Mistress McNiven did give me a nudge in the right direction. We were turning out the manse linen cupboard one day when she offered me some discarded towels, with a quiet, ‘If you hem these and stitch tapes on them you can use them during your monthly flow.’ I didn’t ask for an explanation – the boys were waiting for me – but later I asked Aunt Ethel, who told me the bare outlines of what I must expect before too long.

As you can imagine I was not pleased at the idea, and with the mental reservation that I would be the exception to the general rule I thrust the towels into an old trunk.
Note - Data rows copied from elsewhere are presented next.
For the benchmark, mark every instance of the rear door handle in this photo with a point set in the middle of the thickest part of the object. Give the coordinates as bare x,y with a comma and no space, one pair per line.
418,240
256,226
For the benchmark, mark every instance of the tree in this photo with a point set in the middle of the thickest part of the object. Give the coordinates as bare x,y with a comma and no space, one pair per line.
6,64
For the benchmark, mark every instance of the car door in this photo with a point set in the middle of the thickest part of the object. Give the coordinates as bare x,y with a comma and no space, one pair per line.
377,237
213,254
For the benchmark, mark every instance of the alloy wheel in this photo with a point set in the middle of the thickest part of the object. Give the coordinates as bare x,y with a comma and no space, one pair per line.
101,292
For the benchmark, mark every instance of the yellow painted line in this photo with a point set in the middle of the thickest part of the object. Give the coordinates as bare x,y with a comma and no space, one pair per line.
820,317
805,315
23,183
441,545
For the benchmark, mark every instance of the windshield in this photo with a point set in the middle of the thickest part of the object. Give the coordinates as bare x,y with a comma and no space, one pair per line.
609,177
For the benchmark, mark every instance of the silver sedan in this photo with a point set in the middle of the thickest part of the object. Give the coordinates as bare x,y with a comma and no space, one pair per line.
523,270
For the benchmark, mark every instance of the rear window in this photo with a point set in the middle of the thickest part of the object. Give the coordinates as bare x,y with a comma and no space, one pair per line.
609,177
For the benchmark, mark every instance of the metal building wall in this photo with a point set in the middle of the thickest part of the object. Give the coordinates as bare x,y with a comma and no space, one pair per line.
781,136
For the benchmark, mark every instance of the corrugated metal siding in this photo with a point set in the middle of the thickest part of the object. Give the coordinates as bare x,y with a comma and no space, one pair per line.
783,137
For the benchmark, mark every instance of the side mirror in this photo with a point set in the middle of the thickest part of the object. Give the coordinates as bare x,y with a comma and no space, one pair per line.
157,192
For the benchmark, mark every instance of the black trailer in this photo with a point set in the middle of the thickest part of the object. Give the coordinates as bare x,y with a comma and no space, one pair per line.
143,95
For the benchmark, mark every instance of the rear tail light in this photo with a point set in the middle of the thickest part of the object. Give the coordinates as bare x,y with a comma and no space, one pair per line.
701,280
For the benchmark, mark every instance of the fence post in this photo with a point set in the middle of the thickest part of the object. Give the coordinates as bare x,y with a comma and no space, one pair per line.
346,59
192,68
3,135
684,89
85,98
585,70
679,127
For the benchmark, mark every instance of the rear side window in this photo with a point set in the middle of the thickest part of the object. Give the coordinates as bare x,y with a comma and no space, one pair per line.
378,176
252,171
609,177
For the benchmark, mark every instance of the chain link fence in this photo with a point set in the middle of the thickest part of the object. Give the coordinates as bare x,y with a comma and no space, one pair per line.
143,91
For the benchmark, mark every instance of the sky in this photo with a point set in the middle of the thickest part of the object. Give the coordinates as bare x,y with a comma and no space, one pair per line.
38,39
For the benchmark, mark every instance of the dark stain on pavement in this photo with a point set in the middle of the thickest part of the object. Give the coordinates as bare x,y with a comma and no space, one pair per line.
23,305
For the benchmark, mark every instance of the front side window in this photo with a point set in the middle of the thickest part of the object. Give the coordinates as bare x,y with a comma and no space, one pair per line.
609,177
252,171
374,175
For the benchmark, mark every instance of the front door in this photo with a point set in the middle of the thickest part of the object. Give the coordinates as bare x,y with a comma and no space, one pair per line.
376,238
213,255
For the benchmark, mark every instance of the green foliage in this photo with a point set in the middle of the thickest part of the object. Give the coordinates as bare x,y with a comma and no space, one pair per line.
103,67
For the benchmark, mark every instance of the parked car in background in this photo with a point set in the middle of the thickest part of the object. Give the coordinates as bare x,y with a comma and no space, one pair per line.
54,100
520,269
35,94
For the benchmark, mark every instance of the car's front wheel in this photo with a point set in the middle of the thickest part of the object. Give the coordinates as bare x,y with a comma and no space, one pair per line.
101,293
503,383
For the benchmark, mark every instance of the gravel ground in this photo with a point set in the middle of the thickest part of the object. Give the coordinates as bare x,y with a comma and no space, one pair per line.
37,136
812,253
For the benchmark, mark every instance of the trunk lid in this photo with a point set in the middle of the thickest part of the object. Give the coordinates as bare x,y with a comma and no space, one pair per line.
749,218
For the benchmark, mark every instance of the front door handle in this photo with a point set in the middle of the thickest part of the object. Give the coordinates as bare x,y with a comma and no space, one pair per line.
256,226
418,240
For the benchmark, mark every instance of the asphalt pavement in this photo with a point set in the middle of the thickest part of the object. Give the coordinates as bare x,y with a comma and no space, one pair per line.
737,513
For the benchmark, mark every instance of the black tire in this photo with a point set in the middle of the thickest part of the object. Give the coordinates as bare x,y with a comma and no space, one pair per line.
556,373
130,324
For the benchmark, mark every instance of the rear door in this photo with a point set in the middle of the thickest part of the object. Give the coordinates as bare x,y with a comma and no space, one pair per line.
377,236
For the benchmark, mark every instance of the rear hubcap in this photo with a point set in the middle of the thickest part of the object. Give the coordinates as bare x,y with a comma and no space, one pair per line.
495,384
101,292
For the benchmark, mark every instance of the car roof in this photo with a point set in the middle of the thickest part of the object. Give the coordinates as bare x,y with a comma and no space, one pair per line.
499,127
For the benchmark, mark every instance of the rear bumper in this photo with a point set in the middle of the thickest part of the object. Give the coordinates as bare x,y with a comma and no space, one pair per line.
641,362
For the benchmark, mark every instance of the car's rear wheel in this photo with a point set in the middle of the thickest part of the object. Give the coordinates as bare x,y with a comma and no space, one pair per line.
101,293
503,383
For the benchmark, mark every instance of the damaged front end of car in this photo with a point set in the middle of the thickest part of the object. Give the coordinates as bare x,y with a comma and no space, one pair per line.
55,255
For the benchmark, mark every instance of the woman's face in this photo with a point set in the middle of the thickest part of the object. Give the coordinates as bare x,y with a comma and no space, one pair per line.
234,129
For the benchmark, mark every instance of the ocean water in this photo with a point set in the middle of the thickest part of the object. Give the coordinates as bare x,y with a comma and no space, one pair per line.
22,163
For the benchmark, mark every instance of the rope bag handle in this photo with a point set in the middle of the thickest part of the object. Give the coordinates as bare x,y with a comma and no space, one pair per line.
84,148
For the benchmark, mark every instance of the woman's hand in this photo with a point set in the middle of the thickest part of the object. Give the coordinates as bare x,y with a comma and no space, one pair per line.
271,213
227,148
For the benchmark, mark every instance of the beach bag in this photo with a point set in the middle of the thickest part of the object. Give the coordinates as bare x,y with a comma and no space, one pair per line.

Aunt Ethel did offer me one piece of advice, ‘It can sometimes be rather uncomfortable, Eve – if so, I always found it best to keep walking, until the discomfort dissipated.’ I was even more determined to be the exception after she said that!

With regard to any other knowledge, I was Eve still in the Garden. I was aware that babies initially grew inside their mother’s bodies, but on the question of how they got out – and, even more importantly, of how they’d got in there in the first place…

My theory was that the advent of babies was an event triggered by marriage – when a girl got married then they just happened. I did have same justification for this belief, since in Helspie they didn’t happen under any other circumstance, and they certainly didn’t in India, where girls married so young.

Confident in my ignorance, I saw no necessity for further investigation, so I made none. Foolish Eve, because I was aware that boys weren’t arranged on the same pattern as I was – I knew they pissed differently. But I assumed they were built differently so they could piss like that – it never crossed my mind that it might be the other way round!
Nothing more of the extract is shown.